Beautiful Joe, by Marshall Saunders

first published in 1894

I read Beautiful Joe when I was about 10. Though a voracious reader and dog-lover, I remember having difficulty. I didn't read it rapidly -- unusual for me! As an adult, re-reading it - I understand!

INTENSE - at least at the beginning. In the first couple of chapters, the abuse Joe, his mother and brothers and sisters suffer is very disturbing. Quite graphic by today's standards. By the end of chapter 2 when Joe has lost his whole family and suffers having his ears and tails docked by his owner in a rage as punishment, even the adult "me" had to stop and have a good cry! But it wasn't so much the stuff of nightmares as fuel for compassion.

Saunders was obviously 'on a mission.' It was about 15 years after Black Beauty had pricked the public conscience about the unchecked cruelty to animals, particularly horses, that existed at the time. Alex Carras, the current President of the American Society for the Prevention of Cruelty to Animals (the "ASPCA"), writes the Foreword. He makes the point dogs have always been so taken for granted as commonplace that the cruelty to them, more private than public, wasn't seen as an issue.

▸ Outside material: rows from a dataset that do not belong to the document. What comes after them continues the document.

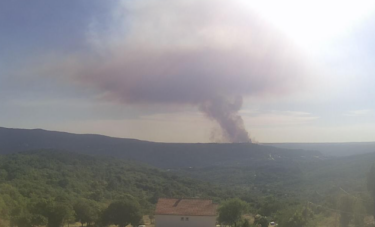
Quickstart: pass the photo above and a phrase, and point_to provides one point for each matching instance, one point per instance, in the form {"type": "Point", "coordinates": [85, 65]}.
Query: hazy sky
{"type": "Point", "coordinates": [190, 70]}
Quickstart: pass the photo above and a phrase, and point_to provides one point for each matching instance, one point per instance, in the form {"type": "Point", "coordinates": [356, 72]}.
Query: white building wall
{"type": "Point", "coordinates": [193, 221]}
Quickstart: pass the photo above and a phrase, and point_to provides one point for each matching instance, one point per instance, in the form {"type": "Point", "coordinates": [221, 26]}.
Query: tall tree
{"type": "Point", "coordinates": [123, 213]}
{"type": "Point", "coordinates": [231, 211]}
{"type": "Point", "coordinates": [87, 211]}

One might think that in the last 100 years our society might have moved a bit further forward. Hopes on that score are dashed in the inevitable comparison of the disdain shown in the book for"dog fighting" with that of the recent California court case. A couple were arrested on an obscene number of counts of abuse (a dog fighting ring). Ultimately all of the dogs (some57??) had to be destroyed because they'd been ruined beyond adoptability. It's true, the judge did punish the wrongdoers, but in the light of the lives lost and cruelty inflicted, a few years in prison (5, I think) is pretty pale when you think of how soon he's likely to be paroled.

The "10 year old me" was obviously greatly influenced by this story - it's why it was difficult to read, but also why the impression was so lasting. It's a good reminder that things children are drawn to and really "interested in" will profoundly influence them.

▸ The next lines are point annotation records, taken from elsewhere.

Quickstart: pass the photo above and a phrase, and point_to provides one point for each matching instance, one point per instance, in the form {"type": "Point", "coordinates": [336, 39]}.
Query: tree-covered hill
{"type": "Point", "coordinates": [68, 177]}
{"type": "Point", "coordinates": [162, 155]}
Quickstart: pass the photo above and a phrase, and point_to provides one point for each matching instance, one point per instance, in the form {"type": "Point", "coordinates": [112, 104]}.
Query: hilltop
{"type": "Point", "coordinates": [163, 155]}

This book is more than mere 'entertainment'. Any parent who would withhold a book like this, simply because of "violent content" would also be withholding all of the incredibly positive ideas presented. By all means, it needs to be discussed and investigated. The content is pretty accurate as to the ideals of over 100 years ago. However, keep in mind some of the ideas represented as kind discipline then are not wholly acceptable today.

This is an incredible book. It's a wonderful tool for conscience-building and demonstrating the cause and effect relationship between loving discipline and a positive result - not just for pets, but in inter-personal relationships as well.